John Hampton, who appears to have written way more on the subject of risk management than me, writes about the use of risk categories in this article published in Business Insurance http://www.businessinsurance.com/article/20091101/ISSUE0402/311019993
Mr. Hampton recommends against organizing risks into dozens of categories in favour of a simpler binary approach: those with risk owners and those that cross departmental lines. While I agree with his approach, it is just another valid way of doing it.
I always approached risk categorization much in the same way my old friend Mike Moghrabi used to reply to questions when he worked in a pizza parlour in high school:
Customer: How many slices are there in a medium?
Mike: How many do you want?
And there it is. In reality, like pizzas, there are lots of ways that you can carve up your risks into proper categories – a medium pizza traditionally has 8 slices but could have 16 or 32 or 64, and same goes for categorization.
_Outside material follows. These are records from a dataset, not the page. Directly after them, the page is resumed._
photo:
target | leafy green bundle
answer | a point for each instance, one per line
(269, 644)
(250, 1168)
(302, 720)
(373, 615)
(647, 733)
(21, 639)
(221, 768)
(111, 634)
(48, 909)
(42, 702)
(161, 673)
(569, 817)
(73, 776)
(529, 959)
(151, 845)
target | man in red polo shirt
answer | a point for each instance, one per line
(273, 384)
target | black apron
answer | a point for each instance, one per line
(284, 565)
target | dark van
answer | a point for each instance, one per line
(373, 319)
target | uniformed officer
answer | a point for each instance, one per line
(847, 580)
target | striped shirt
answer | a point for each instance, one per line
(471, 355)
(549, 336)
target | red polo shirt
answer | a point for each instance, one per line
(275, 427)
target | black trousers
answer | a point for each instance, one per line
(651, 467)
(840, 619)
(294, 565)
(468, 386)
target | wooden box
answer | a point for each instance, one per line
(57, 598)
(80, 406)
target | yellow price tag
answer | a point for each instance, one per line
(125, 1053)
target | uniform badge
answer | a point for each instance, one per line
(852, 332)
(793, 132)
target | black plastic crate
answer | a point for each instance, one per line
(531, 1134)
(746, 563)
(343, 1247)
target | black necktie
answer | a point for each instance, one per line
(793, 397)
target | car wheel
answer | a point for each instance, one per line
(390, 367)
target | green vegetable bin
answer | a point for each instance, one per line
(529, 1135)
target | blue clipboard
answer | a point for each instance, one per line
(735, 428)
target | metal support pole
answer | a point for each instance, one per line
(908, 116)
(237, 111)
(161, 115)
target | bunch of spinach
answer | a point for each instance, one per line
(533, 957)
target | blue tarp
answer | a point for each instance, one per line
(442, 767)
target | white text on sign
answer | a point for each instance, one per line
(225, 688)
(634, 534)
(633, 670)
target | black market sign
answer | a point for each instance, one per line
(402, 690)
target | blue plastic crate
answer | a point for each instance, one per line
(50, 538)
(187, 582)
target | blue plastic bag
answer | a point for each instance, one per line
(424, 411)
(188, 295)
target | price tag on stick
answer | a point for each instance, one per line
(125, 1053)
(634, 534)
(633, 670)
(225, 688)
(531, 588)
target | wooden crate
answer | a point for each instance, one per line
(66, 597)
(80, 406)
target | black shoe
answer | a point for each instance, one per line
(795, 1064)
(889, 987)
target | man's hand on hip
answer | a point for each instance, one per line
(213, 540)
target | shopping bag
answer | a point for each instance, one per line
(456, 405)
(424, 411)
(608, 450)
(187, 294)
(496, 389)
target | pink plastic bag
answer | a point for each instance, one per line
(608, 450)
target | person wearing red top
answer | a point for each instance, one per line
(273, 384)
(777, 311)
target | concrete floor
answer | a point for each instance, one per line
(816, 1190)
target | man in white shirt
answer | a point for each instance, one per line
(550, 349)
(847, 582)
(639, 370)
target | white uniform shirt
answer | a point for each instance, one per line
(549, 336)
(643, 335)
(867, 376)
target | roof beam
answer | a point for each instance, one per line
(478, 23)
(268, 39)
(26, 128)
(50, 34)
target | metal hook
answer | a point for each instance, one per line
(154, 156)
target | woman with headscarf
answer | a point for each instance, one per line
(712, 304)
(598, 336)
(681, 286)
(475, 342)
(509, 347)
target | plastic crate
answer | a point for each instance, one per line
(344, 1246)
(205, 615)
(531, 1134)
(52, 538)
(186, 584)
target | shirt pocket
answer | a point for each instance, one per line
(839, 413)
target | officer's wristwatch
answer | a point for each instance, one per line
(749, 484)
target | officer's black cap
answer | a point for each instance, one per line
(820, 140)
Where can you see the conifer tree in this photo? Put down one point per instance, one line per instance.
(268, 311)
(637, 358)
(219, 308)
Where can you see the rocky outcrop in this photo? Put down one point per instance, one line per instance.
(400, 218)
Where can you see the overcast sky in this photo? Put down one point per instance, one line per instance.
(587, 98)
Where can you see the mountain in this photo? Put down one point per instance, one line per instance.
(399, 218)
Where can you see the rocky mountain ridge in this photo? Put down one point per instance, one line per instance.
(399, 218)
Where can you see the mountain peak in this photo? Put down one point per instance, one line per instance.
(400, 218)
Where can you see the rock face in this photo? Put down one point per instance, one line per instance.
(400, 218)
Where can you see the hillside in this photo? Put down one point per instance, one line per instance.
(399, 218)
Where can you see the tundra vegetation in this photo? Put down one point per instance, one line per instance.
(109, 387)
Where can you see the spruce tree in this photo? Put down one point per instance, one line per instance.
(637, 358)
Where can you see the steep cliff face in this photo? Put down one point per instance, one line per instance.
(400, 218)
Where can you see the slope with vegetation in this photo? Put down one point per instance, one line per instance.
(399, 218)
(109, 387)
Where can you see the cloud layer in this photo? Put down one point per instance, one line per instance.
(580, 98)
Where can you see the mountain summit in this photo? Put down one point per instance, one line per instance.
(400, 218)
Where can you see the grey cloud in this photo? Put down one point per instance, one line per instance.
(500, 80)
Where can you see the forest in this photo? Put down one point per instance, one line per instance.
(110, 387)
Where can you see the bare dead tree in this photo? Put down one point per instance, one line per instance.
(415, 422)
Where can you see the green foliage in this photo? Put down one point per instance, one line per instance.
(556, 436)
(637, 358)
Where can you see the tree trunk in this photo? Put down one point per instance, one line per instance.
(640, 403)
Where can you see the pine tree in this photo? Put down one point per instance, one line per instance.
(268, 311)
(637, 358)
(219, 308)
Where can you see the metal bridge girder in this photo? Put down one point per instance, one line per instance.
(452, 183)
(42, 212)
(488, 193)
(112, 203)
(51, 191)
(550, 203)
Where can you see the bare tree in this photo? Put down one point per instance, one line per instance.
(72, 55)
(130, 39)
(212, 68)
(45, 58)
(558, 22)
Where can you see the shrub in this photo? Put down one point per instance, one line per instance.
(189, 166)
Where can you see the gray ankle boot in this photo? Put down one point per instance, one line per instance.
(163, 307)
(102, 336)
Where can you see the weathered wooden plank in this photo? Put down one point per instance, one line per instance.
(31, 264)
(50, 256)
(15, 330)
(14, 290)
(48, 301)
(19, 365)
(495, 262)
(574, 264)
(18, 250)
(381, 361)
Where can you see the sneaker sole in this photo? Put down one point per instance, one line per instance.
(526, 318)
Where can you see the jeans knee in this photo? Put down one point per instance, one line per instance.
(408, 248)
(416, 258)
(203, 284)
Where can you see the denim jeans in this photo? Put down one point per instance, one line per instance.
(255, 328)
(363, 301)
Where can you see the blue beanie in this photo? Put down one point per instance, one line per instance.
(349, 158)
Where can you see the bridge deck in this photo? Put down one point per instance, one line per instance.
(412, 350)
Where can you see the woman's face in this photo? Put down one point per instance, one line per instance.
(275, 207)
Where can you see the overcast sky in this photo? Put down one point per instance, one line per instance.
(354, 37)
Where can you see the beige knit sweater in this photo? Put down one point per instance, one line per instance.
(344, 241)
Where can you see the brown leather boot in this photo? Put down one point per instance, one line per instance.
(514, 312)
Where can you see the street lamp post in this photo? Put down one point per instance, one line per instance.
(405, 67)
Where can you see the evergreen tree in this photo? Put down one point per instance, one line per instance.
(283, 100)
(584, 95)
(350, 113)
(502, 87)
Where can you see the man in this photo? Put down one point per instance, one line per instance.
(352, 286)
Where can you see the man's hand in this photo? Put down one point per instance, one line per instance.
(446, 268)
I’ve observed that too often “consultants” will employ the same risk categories everywhere – I refer to these as the Basel Categories since they are usually the ones that work in banks. For example, market risk, credit risk and liquidity may be risk categories at a bank but should be sub-categories at a property management company or a mining company.
ERM is about using a common language, so pick categories and terms that make sense to your organization and which everyone understands.
Finally, if you get stuck, think about risk categories like a grocery list: meat, bread, produce are the categories, but sub-categories of meat include chicken, pork and beef. Once you get down to details like grain-fed-chicken-breasts, you’ve gone too far.